Out of court settlements are swiftly reached, since the concept of murder as a crime against the state (and the citizenry it purportedly protects) is still alien to us, a legal system far more suited to feuding tribes than a modern nation.
There are other, subtler ways of supporting this terrorism. If you hear about an honour killing and ask “what did the girl do?” you are part of the problem. If you know of a neighbour who beats his wife but you take no action because it is ‘a matter of their own home’, you are part the problem. And if you find pleasure in swimming in the gutters of gossip, in talking in hushed and breathless tones about whose daughter/sister/etc was seen wherever with whomever, you are a) part of the problem and b) a waste of perfectly good carbon that could have otherwise formed something far more valuable – like a few pounds of coal.

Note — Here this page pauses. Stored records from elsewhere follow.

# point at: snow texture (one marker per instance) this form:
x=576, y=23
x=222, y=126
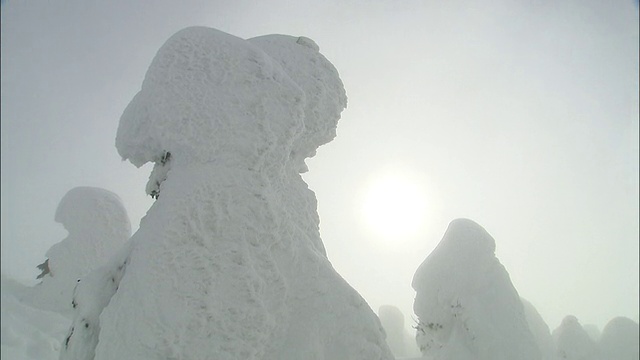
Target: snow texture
x=467, y=307
x=98, y=225
x=28, y=332
x=573, y=343
x=620, y=340
x=539, y=329
x=401, y=343
x=228, y=263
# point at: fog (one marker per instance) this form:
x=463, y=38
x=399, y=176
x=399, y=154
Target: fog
x=520, y=115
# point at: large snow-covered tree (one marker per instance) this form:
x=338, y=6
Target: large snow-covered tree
x=228, y=262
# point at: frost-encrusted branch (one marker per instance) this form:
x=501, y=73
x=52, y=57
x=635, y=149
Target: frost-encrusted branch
x=44, y=269
x=159, y=175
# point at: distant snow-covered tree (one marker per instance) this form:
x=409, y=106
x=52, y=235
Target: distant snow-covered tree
x=467, y=307
x=98, y=225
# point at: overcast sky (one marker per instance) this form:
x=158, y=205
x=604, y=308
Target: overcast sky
x=521, y=115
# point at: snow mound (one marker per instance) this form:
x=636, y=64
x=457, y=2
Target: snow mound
x=620, y=340
x=573, y=343
x=467, y=307
x=98, y=226
x=228, y=263
x=27, y=332
x=401, y=343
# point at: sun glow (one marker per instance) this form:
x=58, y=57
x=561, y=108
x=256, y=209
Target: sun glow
x=394, y=207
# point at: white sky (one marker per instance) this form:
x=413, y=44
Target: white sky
x=521, y=115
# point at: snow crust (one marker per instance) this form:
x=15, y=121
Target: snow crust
x=228, y=263
x=466, y=304
x=98, y=225
x=27, y=332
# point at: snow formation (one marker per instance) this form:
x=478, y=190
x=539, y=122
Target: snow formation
x=28, y=333
x=98, y=226
x=466, y=305
x=573, y=343
x=228, y=263
x=620, y=340
x=401, y=343
x=539, y=329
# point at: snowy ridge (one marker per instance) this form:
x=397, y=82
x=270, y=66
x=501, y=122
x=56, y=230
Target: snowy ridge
x=228, y=262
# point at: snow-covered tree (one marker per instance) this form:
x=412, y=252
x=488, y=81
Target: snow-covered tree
x=466, y=305
x=539, y=329
x=98, y=225
x=620, y=340
x=573, y=343
x=228, y=262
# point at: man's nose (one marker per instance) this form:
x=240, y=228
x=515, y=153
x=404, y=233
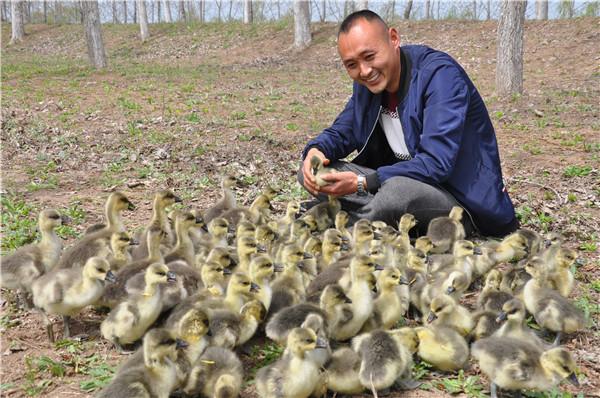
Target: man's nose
x=365, y=69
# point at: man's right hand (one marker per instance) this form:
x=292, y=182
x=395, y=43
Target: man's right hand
x=309, y=179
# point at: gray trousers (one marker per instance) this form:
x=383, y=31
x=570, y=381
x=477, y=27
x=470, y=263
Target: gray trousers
x=396, y=196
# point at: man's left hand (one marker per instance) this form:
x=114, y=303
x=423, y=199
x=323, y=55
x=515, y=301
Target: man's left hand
x=341, y=183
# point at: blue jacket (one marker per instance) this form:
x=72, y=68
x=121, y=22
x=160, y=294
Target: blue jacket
x=447, y=131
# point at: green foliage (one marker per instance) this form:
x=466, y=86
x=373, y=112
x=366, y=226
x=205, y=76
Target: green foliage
x=577, y=171
x=18, y=223
x=470, y=385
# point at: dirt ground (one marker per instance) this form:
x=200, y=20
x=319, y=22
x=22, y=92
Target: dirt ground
x=195, y=102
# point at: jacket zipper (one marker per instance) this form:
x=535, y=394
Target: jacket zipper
x=371, y=133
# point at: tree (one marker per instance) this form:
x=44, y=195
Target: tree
x=302, y=36
x=541, y=10
x=509, y=67
x=18, y=25
x=408, y=9
x=143, y=17
x=168, y=15
x=93, y=33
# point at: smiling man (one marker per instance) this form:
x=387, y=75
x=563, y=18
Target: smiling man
x=423, y=136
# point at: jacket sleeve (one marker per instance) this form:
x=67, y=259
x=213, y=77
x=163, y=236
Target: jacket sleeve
x=446, y=102
x=336, y=142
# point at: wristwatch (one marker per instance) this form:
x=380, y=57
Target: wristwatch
x=361, y=186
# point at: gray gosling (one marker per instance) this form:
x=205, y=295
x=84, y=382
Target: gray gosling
x=19, y=269
x=295, y=374
x=129, y=320
x=156, y=376
x=67, y=291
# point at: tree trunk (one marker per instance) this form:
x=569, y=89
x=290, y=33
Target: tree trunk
x=248, y=17
x=168, y=15
x=114, y=11
x=143, y=17
x=408, y=9
x=541, y=10
x=302, y=36
x=18, y=25
x=509, y=68
x=93, y=33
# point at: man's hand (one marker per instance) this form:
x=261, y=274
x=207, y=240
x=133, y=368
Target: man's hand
x=341, y=183
x=309, y=179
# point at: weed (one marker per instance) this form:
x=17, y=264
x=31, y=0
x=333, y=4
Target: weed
x=18, y=223
x=470, y=385
x=577, y=171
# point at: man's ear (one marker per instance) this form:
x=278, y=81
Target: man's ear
x=394, y=37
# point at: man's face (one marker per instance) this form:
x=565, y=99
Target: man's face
x=370, y=54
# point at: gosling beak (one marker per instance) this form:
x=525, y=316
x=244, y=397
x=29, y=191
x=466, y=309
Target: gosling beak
x=181, y=344
x=321, y=343
x=573, y=379
x=171, y=277
x=110, y=277
x=502, y=316
x=432, y=317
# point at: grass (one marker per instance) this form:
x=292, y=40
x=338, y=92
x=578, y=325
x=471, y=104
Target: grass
x=18, y=223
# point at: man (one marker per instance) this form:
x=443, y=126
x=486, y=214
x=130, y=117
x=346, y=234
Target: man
x=424, y=138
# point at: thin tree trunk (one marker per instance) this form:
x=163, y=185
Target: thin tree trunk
x=248, y=17
x=408, y=9
x=114, y=11
x=302, y=36
x=93, y=33
x=509, y=68
x=18, y=25
x=168, y=15
x=143, y=17
x=362, y=5
x=541, y=10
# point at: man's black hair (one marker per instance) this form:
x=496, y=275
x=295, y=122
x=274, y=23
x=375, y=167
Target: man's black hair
x=351, y=19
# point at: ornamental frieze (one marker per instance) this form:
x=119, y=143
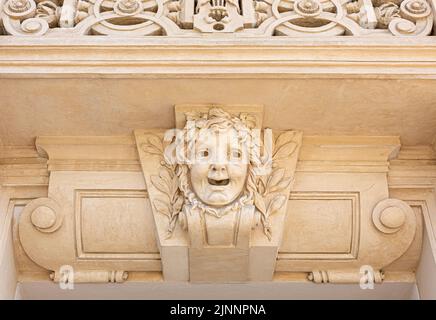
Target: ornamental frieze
x=243, y=18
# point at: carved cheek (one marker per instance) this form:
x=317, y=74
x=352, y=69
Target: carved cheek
x=238, y=174
x=199, y=177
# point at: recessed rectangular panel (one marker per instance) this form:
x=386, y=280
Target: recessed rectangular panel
x=114, y=223
x=320, y=226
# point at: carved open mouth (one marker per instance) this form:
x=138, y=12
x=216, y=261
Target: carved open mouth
x=222, y=182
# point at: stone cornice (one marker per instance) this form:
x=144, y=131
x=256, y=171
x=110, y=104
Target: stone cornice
x=342, y=57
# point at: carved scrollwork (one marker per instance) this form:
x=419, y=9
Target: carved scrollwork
x=346, y=276
x=251, y=17
x=390, y=215
x=45, y=214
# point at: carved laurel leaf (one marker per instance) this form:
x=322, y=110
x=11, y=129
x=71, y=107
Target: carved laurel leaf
x=153, y=145
x=259, y=202
x=282, y=185
x=276, y=204
x=178, y=205
x=285, y=145
x=261, y=186
x=275, y=178
x=162, y=207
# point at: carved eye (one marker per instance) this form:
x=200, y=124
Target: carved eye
x=236, y=154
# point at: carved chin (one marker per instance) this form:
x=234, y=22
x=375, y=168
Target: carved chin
x=217, y=198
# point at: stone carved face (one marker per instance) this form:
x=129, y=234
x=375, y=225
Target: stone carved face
x=219, y=171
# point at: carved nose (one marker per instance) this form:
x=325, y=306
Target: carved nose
x=218, y=168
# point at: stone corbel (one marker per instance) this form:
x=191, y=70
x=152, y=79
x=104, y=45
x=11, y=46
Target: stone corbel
x=205, y=241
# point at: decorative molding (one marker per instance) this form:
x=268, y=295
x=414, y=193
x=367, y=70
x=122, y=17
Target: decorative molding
x=87, y=276
x=89, y=57
x=22, y=167
x=346, y=276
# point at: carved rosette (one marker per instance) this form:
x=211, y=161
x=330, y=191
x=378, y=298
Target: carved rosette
x=390, y=215
x=45, y=214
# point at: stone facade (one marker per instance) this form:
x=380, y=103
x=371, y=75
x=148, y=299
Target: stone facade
x=327, y=170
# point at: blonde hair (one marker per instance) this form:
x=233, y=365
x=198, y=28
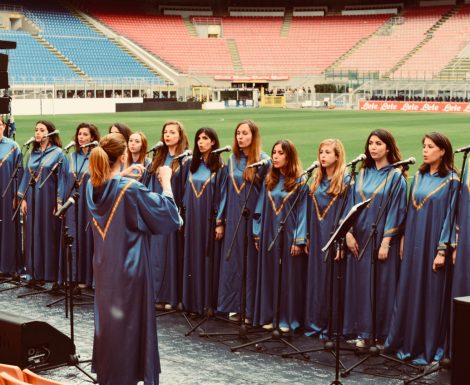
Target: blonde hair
x=143, y=149
x=337, y=181
x=103, y=157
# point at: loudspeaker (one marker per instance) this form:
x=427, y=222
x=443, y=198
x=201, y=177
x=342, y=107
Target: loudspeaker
x=33, y=344
x=460, y=341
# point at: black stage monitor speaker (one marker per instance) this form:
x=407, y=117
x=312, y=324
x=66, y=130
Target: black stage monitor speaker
x=460, y=341
x=33, y=344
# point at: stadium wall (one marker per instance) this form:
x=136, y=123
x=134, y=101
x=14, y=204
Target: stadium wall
x=68, y=106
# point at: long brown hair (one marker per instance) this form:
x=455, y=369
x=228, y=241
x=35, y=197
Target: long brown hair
x=94, y=133
x=183, y=144
x=254, y=151
x=103, y=157
x=443, y=143
x=143, y=149
x=292, y=169
x=393, y=153
x=54, y=139
x=337, y=181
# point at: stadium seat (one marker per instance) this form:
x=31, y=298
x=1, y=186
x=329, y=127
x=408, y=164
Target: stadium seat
x=12, y=370
x=35, y=379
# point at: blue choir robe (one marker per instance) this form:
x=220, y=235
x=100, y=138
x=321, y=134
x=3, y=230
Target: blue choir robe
x=231, y=270
x=167, y=250
x=461, y=280
x=377, y=185
x=420, y=318
x=322, y=213
x=271, y=209
x=10, y=240
x=74, y=176
x=124, y=213
x=46, y=230
x=204, y=191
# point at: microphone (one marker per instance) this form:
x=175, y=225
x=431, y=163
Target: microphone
x=91, y=144
x=262, y=162
x=410, y=160
x=30, y=140
x=55, y=132
x=70, y=202
x=312, y=167
x=222, y=149
x=359, y=158
x=183, y=154
x=69, y=146
x=462, y=149
x=156, y=147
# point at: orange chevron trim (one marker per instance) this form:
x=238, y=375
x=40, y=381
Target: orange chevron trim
x=7, y=156
x=113, y=211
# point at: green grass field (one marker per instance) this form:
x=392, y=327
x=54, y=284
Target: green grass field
x=305, y=128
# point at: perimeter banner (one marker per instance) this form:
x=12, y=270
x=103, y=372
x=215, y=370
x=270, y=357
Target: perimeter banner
x=372, y=105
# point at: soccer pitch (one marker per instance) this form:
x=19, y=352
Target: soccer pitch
x=306, y=128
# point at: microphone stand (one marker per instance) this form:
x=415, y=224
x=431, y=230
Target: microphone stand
x=54, y=170
x=32, y=283
x=246, y=214
x=276, y=333
x=67, y=242
x=75, y=290
x=210, y=264
x=180, y=253
x=446, y=363
x=374, y=351
x=332, y=345
x=15, y=279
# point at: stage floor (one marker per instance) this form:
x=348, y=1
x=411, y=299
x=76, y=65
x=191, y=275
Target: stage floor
x=208, y=360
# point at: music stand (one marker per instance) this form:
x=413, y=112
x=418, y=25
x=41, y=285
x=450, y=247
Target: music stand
x=338, y=238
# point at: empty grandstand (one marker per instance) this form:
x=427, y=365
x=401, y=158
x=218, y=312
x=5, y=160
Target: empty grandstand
x=157, y=49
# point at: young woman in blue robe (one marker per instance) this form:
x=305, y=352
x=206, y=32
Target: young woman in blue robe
x=376, y=180
x=461, y=281
x=419, y=324
x=167, y=250
x=121, y=128
x=246, y=150
x=282, y=186
x=323, y=206
x=137, y=155
x=74, y=176
x=204, y=199
x=45, y=154
x=124, y=214
x=10, y=233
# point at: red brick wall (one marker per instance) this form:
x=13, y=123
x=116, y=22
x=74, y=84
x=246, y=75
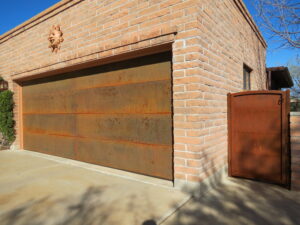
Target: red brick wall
x=211, y=40
x=295, y=150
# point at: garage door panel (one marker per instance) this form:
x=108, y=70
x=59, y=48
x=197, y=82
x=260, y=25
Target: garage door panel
x=50, y=103
x=152, y=129
x=62, y=146
x=115, y=99
x=60, y=124
x=117, y=115
x=144, y=159
x=144, y=73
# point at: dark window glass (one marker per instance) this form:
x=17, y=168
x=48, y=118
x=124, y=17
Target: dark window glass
x=247, y=78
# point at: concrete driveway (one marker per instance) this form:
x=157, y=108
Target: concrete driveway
x=38, y=191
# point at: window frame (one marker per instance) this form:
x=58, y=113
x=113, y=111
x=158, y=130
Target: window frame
x=246, y=78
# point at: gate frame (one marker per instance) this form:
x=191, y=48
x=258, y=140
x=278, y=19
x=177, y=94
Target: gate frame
x=285, y=133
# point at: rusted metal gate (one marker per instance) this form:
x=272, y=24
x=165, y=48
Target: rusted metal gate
x=117, y=115
x=258, y=136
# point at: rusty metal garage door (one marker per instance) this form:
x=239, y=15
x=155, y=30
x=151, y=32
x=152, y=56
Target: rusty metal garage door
x=258, y=136
x=117, y=115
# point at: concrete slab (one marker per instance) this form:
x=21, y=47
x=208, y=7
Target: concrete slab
x=239, y=202
x=34, y=191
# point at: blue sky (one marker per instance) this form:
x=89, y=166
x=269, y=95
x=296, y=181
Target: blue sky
x=14, y=12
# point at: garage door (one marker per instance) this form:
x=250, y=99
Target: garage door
x=118, y=115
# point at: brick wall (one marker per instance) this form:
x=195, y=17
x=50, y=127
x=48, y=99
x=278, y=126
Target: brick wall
x=295, y=150
x=211, y=40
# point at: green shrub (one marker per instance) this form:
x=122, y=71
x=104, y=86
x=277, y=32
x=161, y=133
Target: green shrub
x=7, y=122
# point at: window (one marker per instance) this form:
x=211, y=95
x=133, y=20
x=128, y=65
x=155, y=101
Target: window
x=247, y=78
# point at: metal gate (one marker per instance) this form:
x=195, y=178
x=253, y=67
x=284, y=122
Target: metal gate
x=258, y=136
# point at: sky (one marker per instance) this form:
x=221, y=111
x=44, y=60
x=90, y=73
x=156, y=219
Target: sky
x=15, y=12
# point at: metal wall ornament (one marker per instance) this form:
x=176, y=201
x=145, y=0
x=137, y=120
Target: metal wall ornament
x=55, y=38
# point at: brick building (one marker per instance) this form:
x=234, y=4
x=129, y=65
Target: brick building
x=136, y=85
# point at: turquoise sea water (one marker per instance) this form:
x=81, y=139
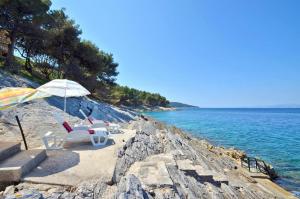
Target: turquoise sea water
x=271, y=134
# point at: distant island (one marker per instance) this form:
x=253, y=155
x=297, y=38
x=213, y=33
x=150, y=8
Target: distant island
x=181, y=105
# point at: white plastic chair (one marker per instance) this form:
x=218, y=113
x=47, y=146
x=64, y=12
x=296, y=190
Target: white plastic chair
x=97, y=136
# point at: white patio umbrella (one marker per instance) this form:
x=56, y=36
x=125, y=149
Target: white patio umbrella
x=64, y=88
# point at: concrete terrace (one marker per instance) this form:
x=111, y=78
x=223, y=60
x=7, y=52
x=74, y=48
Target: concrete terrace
x=79, y=162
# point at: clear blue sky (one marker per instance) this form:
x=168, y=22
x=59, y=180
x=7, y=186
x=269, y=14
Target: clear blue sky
x=208, y=53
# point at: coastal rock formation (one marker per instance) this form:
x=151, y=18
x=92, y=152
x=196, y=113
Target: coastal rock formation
x=170, y=164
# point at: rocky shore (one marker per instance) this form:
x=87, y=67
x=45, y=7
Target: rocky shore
x=164, y=162
x=159, y=161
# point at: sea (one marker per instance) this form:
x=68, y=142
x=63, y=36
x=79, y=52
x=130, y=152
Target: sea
x=270, y=134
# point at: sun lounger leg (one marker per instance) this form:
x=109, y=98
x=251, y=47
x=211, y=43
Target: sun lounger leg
x=96, y=140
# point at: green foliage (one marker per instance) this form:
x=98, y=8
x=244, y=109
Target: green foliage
x=50, y=47
x=123, y=95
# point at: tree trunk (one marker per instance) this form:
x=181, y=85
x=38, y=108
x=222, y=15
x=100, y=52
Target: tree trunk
x=9, y=61
x=28, y=65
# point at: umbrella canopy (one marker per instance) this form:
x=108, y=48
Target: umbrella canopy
x=64, y=88
x=12, y=96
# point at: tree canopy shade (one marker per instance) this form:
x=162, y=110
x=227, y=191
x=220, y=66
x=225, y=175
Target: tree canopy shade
x=50, y=46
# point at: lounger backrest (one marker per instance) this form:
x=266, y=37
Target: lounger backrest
x=90, y=119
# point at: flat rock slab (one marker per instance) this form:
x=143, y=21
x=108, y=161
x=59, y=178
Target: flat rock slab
x=8, y=149
x=153, y=171
x=79, y=163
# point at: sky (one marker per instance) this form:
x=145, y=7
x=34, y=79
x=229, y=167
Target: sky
x=211, y=53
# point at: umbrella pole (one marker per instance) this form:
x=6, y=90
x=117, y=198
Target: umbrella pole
x=21, y=129
x=65, y=107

The very first step is to acknowledge, as Pakistanis, that thousands of these killings a year is not an aberration, or a statistical trick of the light. It is a very real malaise in the soul of the nation. The social and cultural structures that support this monstrous monolith are not beyond critique. Not all traditional values, not all cultural lodestones, not all ‘ways it has always been’ are worthy of respect. Some are far, far overdue to be culled, to be cut and cast aside, that our children may know of them only from history books and shiver, and ask ‘how could a thing so evil have persisted so long?’
I have to believe that most of us can see the lives and freedoms of women as irreducible rights not because they are fragile and precious, or because women must be protected, but because they are people and that must be – that has to be – enough.
Zaair Hussain is a freelance contributor.